Definitions and Ratings
Our stock ratings are based on price expectations. We provide long- term ratings for an investment with specific time horizon, based on the long-term earnings outlook. We use long-term valuation methods to back-up our recommendations – discounted free cash flows, dividend discount models, price/earnings and price/book value multiples and Economic Value Added. Our stock recommendations are updated on a regular basis to reflect changing economic, market, sector and company conditions.

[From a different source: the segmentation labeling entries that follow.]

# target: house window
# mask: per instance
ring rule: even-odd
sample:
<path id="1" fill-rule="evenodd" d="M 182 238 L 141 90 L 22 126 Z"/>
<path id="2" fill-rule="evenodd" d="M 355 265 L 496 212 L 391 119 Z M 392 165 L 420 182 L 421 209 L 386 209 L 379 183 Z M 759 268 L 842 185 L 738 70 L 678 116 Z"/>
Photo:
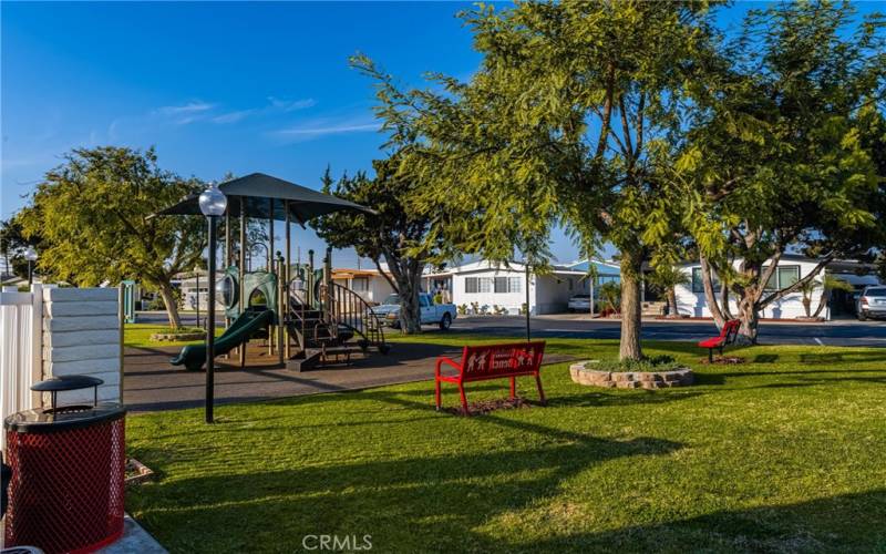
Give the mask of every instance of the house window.
<path id="1" fill-rule="evenodd" d="M 507 277 L 496 277 L 495 278 L 495 293 L 503 294 L 507 293 Z"/>
<path id="2" fill-rule="evenodd" d="M 468 295 L 477 293 L 492 293 L 493 279 L 491 277 L 465 277 L 464 291 Z"/>
<path id="3" fill-rule="evenodd" d="M 769 266 L 763 266 L 763 273 L 766 273 Z M 800 266 L 779 266 L 772 273 L 772 277 L 766 283 L 765 290 L 775 291 L 787 288 L 794 283 L 800 280 Z"/>
<path id="4" fill-rule="evenodd" d="M 720 279 L 717 278 L 717 274 L 711 271 L 711 280 L 714 290 L 720 290 Z M 693 267 L 692 268 L 692 291 L 693 293 L 704 293 L 704 280 L 701 277 L 701 268 Z"/>
<path id="5" fill-rule="evenodd" d="M 354 277 L 351 279 L 351 290 L 354 293 L 365 293 L 369 290 L 369 278 L 368 277 Z"/>
<path id="6" fill-rule="evenodd" d="M 477 285 L 476 277 L 465 277 L 464 279 L 464 291 L 468 295 L 475 295 L 480 293 L 480 287 Z"/>
<path id="7" fill-rule="evenodd" d="M 483 279 L 481 279 L 483 280 Z M 493 281 L 495 294 L 519 293 L 523 290 L 521 277 L 495 277 Z"/>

Take the example of a BUY rating, which we define as a stock that is expected to offer 16% return from current prices. A SELL recommendation is attached to a stock when we expect total return could be below-5%. Note the emphasis on the use of the term expected, which is meant to convey the inherent uncertainty, and hence risk, attached to forecasts. Our forecasts and recommendations, indeed those of any broker, are based on our best judgment as to the likely future performance of the market and individual stocks. We cannot guarantee actual outcomes. The underlying risk of equity investment can be mitigated, however, through carefully researched stock selection, and portfolio diversification.
Taurus Stock Rating System
Different securities firms use a variety of rating terms/systems to describe their recommendations. TSL employs a 3-tier rating mechanism i.e Buy, Hold and Sell, which is based upon the level of expected return for a specific stock. Similar rating terms used by other securities companies may not be equivalent to TSL rating system. When total return (capital gain + dividends) exceeds 15%, a Buy rating is assigned. A Sell rating is issued whenever total return is less than -5% and for return in between the 2 ranges, Hold rating is meted out. Time horizon is usually the annual financial reporting period of the company (unless otherwise mentioned in the report). Ratings are updated daily and can therefore change daily. They can change because of a move in the stock’s price, a change in the analyst’s estimate of the stock’s fair value, a change in the analyst’s assessment of a company’s business risk, or a combination of any of these factors.